Saturday, February 20, 2016

THE IBIS TAPESTRY by Mike Nicol, a not-very-thrilling thriller that's still a good read



THE IBIS TAPESTRY
MIKE NICOL

Vintage Books
$15.00 trade paper, available now

Rating: 3* of five

The Publisher Says: An audacious departure for the internationally acclaimed South African novelist--a thriller with all the searing immediacy of today's headlines.

Who was Christo Mercer, and why was he brutally stabbed to death in a remote Saharan town? For Robert Poley, an unhappy writer of political thrillers, the welcome distraction posed by this question has become an obsession. With the mysterious delivery of a laptop computer and a cryptic email message, he finds himself slowly entwined in the vagaries that constituted Mercer's life and death. An illegal-arms trader haunted by his nightmares, his past, and his clandestine involvement with a ruthless rebel-- and with Christopher Marlowe's Tamburlaine the Great --Mercer lived on the grand stage of history, yet remained obscured by shadows until his seemingly fated demise. Now, piece by piece, in a complex web of social, political, personal, and fictional disclosures, the intricacies of Mercer's troubled psyche begin to reveal a pattern as corrupt as South Africa's in the aftermath of apartheid--years of judicial inquiry, the Truth Commission, and continued social unrest.

With alchemical bravura, Mike Nicol turns history into fiction and fiction into history, bringing to allegorical life the haunting story of a murder emblematic of South Africa's recent past.

My Review: Well...that piece of publisher puffery isn't, in my opinon, supported by this highly literary and relatively suspenseless, badly miscategorized "thriller." There is nothing thrilling about the narrator's life. The thrilling subject of the narrator's research project is all flashback and invention, barnacled with notes, digressions, irrelevant faux-research-paper citations...it gets tedious.

But what makes this read a good one for me is the thing that I suspect would turn off the mass of American readers: Untranslated Afrikaans words, unexplained geography, facets of South Africa's rich and complex culture that will be unfamiliar. I am a little better versed in these things, as I dated a South African for a good while; but I would hope that avid readers would find it an interesting chance to learn about this amazing place.

Mike Nicol has a considerable reputation as a thriller writer. A novel of his, HORSEMAN, was hugely and internationally acclaimed. As THE IBIS TAPESTRY is the first of his works I've read, I think I'll try it before reaching a conclusion about Mr. Nicol's readerly chemistry with me. Based on this book alone, I don't think I'd be a fan. But there's a lot to be interested in here.

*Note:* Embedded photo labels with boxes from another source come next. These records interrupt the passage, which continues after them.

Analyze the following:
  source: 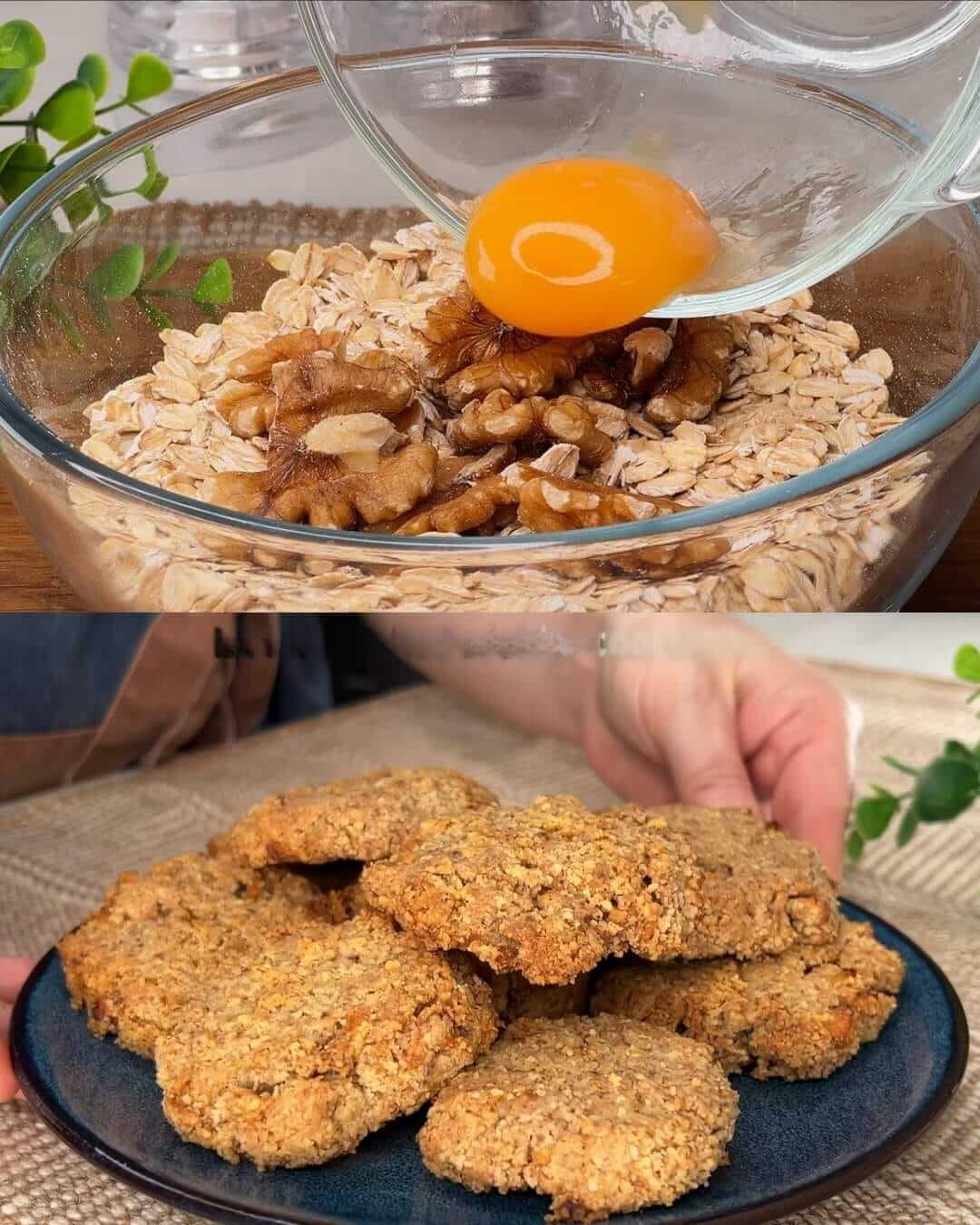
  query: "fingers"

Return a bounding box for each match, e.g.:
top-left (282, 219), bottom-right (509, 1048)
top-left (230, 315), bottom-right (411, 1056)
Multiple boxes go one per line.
top-left (637, 669), bottom-right (756, 808)
top-left (582, 710), bottom-right (676, 808)
top-left (0, 956), bottom-right (34, 1004)
top-left (0, 1004), bottom-right (17, 1102)
top-left (743, 662), bottom-right (851, 879)
top-left (772, 703), bottom-right (851, 881)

The arms trade is a scourge on the world. South Africa, after an arms-sale embargo was put in place by the UN in 1963, developed a gigantic and sophisticated war-machinery manufacturing sector. Industries require sales and sales require customers and customers are thick on the ground among the hate-fueled warriors infesting Africa. So it's only logical that a well-connected "Englishman" with a serious psychological problem...what we'd call in the here and now PTSD...that fixates him on the world of power players and influence peddlers in his native South Africa. The Marlowe play he obsessively reads, analyzes, revises in his own words is the epitome of England's 16th-century expansionist, imperialist self-image building. It's not too much of a leap to see this man's fascination for our narrator, a writer of thrillers in the airport-book mode. His own life and family have blown up in his face and he badly needs a complex puzzle to work out.

The complexity of the puzzle is a big part of the book's appeal for me. As our narrator moves through the steps of solving his subject's murder, he takes steps that lead him into contact with the underside of South Africa's arms trade, supplying warlords with destructive capacity and to hell with the consequences. The South African arms trade is global, but by focusing on Africa and its warring factions, Nicol manages the tough trick of illuminating the horrors and consequences of war with the minimum of gore. It is the gift of the talented storyteller to make a subtext of violence. I see the gift in Nicol's story of THE IBIS TAPESTRY. But it takes a love of puzzles to get the most from this book's complicated world.